Spotlight on Interactive Fiction: Fallen London
There are several styles of interactive fiction games that can be found on the Internet, and while I’ve spent quite a bit more time with the Choice of Games catalog of adventures (my bias as one of their writers), I’ve also dabbled in a number of other games. Some of them are a bit more like CRPGs (computer/console role playing games) than storytelling, and combine words, pictures, and strategy games with the plot — they’re story heavy, but you as a player don’t really drive what happens next. Others, however, are quite a bit more open-ended, and Fallen London is one of those. In fact, Fallen London‘s greatest strength — the sheer quantity of it’s material and its open-ended paths — is also its greatest challenge.

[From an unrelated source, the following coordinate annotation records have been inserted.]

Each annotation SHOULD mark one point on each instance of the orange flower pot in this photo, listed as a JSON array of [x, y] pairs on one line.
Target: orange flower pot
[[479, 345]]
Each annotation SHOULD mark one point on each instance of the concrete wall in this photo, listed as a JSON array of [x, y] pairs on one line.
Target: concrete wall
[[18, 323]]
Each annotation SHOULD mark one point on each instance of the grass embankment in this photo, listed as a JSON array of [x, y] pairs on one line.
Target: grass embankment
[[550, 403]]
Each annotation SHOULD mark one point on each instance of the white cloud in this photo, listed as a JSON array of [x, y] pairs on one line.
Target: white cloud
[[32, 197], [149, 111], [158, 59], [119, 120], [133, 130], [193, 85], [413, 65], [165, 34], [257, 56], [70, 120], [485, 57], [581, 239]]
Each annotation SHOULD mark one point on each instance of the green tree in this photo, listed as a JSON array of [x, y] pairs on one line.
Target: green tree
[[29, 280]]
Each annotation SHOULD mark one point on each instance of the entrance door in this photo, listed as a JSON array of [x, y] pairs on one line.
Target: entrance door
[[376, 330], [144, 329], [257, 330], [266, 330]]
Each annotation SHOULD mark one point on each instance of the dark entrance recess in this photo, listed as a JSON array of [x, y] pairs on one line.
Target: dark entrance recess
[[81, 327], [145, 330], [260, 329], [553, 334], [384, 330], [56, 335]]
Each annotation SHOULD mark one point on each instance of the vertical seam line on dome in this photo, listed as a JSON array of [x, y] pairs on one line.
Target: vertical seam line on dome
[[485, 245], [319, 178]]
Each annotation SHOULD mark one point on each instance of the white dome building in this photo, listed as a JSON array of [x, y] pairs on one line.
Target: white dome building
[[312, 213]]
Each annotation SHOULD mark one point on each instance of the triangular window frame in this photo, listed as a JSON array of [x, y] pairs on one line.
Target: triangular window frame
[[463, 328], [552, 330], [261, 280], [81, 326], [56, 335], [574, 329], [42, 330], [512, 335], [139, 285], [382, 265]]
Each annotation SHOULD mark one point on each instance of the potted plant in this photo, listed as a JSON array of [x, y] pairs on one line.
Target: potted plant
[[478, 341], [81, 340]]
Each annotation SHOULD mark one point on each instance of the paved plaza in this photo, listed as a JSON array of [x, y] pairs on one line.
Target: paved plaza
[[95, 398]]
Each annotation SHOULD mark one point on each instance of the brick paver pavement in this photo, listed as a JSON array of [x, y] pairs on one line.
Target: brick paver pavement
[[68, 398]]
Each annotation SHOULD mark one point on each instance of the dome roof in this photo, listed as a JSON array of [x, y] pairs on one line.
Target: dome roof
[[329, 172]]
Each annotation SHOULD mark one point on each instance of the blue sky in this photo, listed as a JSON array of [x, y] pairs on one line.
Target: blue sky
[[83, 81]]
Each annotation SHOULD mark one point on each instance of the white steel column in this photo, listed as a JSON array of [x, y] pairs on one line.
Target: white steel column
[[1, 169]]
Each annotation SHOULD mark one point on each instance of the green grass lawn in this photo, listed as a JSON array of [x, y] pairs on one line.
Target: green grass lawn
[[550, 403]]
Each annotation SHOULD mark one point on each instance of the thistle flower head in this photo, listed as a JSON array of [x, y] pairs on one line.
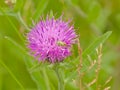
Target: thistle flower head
[[51, 39]]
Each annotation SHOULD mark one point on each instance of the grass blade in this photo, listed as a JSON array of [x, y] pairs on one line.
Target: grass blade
[[96, 43], [10, 72]]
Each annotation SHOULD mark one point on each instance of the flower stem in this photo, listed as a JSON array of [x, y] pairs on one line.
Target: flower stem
[[60, 81]]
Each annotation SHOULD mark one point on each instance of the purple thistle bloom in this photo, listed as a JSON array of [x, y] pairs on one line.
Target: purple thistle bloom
[[51, 40]]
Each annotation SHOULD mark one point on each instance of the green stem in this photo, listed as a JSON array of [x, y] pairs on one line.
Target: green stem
[[60, 81]]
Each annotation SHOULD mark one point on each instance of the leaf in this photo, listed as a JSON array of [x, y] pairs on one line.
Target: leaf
[[96, 43]]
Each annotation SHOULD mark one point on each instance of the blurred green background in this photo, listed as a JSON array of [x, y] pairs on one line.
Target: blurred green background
[[91, 19]]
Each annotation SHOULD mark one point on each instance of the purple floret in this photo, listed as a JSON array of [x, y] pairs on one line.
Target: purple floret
[[51, 40]]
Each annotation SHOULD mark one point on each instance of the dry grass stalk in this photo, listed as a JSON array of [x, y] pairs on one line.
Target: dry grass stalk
[[99, 53], [80, 65]]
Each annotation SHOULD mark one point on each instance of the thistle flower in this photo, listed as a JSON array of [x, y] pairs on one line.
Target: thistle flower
[[51, 40]]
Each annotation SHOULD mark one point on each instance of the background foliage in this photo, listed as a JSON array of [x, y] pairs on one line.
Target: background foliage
[[91, 18]]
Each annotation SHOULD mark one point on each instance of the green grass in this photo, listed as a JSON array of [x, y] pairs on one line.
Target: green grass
[[96, 22]]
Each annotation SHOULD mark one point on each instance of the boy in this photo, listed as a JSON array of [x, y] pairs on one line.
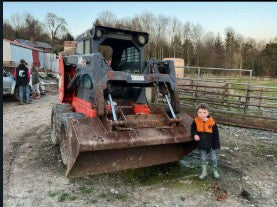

In Fallen London, you begin as an escapee from new Newgate prison in a Victorian-feeling England that is populated by devils, rubbery men (reminiscent of Lovecraftian horrors or illithids from Dungeons and Dragons), people who have died but haven’t quite given up on moving about, and other strange things. You are, of course, a criminal, but it’s up to you to decide just how much you’ll continue to be one. You choose tasks, in text accompanied by small illustrations, that challenge and improve your basic statistics: watchful, shadowy, dangerous, and persuasive. The punishments for failure can be madness, death (though that’s not as permanent as you’d think), being the center of scandal to such a degree that you have to flee to a “tomb colony,” and suspicion to the point where the police arrest you. Thankfully, it takes quite awhile to build up enough failures to face any of these consequences, and sometimes being in prison or in a tomb colony — or even going mad or dying — can be just as interesting as the rest of the game. The “storylets” (as the folks at Failbetter Games, the company that makes Fallen London and other interactive worlds) help you both explore the world and build your skills, until you become a Person of Consequence (having raised one of your stats to over 100).